Loading the MATLAB module
The current default MATLAB version on the HEC is 2013a. To use MATLAB, the MATLAB compiler, or standalone executables created with the MATLAB compiler, you must first load the matlab module via the following command:
module add matlab
In normal operation, MATLAB instances require a permanent connection to the University's MATLAB license server. Long running jobs may be at risk from occasional network outages, so it is recommended to compile MATLAB workloads into standalones as these are not subject to licence counts.
For a full description of how to use the MATLAB compiler, please refer to Mathworks' MATLAB Compiler Users Guide. The rest of this section gives a brief guide to creating and running standalones on the HEC.
Step 1: Code Preparation
Script M-files cannot be compiled directly. Instead, they must be converted into function M-files. Normally, this is simply a case of wrapping the main section of code within a function. See the Converting Script M-Files section of the MATLAB Compiler Getting Started guide for more details.
Step 2: Compiling
The MATLAB compiler tool is mcc. It can be invoked from within MATLAB itself, or on the command line:
mcc -R -singleCompThread -m myscript.m
If you have more than one M-file, list them all at the end of mcc command, ensuring that the 'main' M-File is the first file listed.
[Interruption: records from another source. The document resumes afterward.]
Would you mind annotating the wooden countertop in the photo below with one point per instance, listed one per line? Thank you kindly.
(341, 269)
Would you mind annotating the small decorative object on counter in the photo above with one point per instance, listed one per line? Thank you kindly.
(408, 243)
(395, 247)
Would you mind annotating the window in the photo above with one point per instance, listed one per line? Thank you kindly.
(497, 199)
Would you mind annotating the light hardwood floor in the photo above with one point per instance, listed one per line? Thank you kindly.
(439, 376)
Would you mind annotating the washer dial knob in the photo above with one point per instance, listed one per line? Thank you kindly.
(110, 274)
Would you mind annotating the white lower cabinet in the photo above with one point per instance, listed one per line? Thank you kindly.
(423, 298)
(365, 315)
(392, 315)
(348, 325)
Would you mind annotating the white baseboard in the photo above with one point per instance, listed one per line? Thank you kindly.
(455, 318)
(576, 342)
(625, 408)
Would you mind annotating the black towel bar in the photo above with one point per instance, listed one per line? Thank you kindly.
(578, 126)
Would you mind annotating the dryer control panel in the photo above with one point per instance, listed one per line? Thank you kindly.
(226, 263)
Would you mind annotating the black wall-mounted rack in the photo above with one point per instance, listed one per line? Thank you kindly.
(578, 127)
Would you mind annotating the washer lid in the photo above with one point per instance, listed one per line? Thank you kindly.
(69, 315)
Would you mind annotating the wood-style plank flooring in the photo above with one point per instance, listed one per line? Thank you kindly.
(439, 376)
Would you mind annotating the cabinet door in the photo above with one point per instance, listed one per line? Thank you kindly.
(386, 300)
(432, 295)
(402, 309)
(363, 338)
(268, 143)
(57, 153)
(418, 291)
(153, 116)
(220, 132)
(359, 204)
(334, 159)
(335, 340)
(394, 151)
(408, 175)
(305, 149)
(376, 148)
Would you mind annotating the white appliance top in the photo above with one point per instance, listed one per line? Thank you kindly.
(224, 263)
Compilation will result in a number of files — the standalone itself will be named after the first m-script file use in compilation (in the example above, it will be named myscript). Note that a standalone wrapper script will also be created, using the m-file name prefixed by run (so in the example above, the would be run_myscript.sh). This file can ignored when using the HEC — its purpose is to enable the standalone to be run in an environment where MATLAB isn't installed.
Step 3: Running the application
MATLAB standalone applications also require the MATLAB module to be loaded from within a batch job script. Once that's loaded, the standalone can be run just the same as any executable.
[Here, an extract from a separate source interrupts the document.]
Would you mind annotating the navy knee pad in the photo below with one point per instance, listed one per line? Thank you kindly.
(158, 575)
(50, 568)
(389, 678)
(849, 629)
Most of the time, though, you'll want to run these as batch job scripts.
The MATLAB compiler generates a fair amount of output, with some error and warning messages. The section below is an example of a compiling and running of a simple MATLAB standalone, so you know what to expect. The script itself takes a single number from the command line, doubles it and returns the value.
The program is a simple two-line MATLAB M-File:
> cat twotimes.m function twotimes (x) 2 * str2num(x)
Now to compile it:
mcc -R -singleCompThread -m twotimes.m
To run it as a standalone from the command line (this is only recommended for testing):
>./twotimes 3.1 ans = 6.2000
And finally, a sample job script to run two times:
#$ -S /bin/bash #$ -N matlab_job #$ -l h_vmem=2.5G source /etc/profile module add matlab/2013a export MCR_CACHE_ROOT="$TMPDIR/mcrCache" mkdir -p $MCR_CACHE_ROOT ./twotimes 3.1
There are two additional lines here compared to normal job scripts:
export MCR_CACHE_ROOT="$TMPDIR/mcrCache" mkdir -p $MCR_CACHE_ROOT
These lines direct the standalone to use a different directory to unpack itself into, unique for each job run. This prevents concurrency issues that can occur when multiple standalone jobs launch simultaneously. The directory is created within a unique temporary directory created by the job scheduler, and will be cleaned up automatically when the job finishes.
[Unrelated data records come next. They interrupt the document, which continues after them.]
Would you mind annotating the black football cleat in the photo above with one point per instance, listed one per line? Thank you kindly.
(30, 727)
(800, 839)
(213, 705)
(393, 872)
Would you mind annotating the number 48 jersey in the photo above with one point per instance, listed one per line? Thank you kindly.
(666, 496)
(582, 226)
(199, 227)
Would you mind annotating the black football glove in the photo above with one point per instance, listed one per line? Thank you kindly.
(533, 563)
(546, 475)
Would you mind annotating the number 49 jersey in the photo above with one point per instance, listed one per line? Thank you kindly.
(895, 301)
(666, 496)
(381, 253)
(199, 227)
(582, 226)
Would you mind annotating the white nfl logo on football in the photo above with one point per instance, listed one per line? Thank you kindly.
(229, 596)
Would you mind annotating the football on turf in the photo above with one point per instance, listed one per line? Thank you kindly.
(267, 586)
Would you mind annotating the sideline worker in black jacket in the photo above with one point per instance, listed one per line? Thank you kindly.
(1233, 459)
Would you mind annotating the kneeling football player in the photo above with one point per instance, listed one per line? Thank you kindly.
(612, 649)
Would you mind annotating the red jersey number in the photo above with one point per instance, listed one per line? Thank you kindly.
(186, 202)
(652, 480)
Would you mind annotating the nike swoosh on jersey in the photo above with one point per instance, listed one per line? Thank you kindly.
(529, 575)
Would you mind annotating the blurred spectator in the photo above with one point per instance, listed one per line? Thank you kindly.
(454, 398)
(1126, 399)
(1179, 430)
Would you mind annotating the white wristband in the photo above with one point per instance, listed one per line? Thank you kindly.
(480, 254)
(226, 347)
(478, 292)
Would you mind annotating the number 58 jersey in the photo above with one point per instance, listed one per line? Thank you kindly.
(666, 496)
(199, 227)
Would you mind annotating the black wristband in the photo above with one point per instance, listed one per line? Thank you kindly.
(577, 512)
It is strongly recommended to run a standalone using the exact same version of MATLAB that was used to create it. Best practice is to use the full MATLAB/version name of the MATLAB module you used to create it rather than just the default MATLAB, as the version chosen by default is likely to change as newer versions are released.
Modern versions of MATLAB come with multi-threaded support which allow them to make use of multiple cores on a single machine. Any function MATLAB identifies as being able to benefit from parallelisation will be parallelised. While this is a very handy feature for desktop use, in a multi-user environment this can cause problems, as MATLAB neither informs the user if their application will run multi-threaded nor indicates how many threads (cores) it is best to use.
For this reason, we recommend that the default for MATLAB is the use of the -singleCompThread argument as above, which limits MATLAB to a single thread for computational tasks. This prevents MATLAB jobs inadvertently running multi-threaded on compute nodes with other users jobs and grabbing more than their fair share of CPU resource.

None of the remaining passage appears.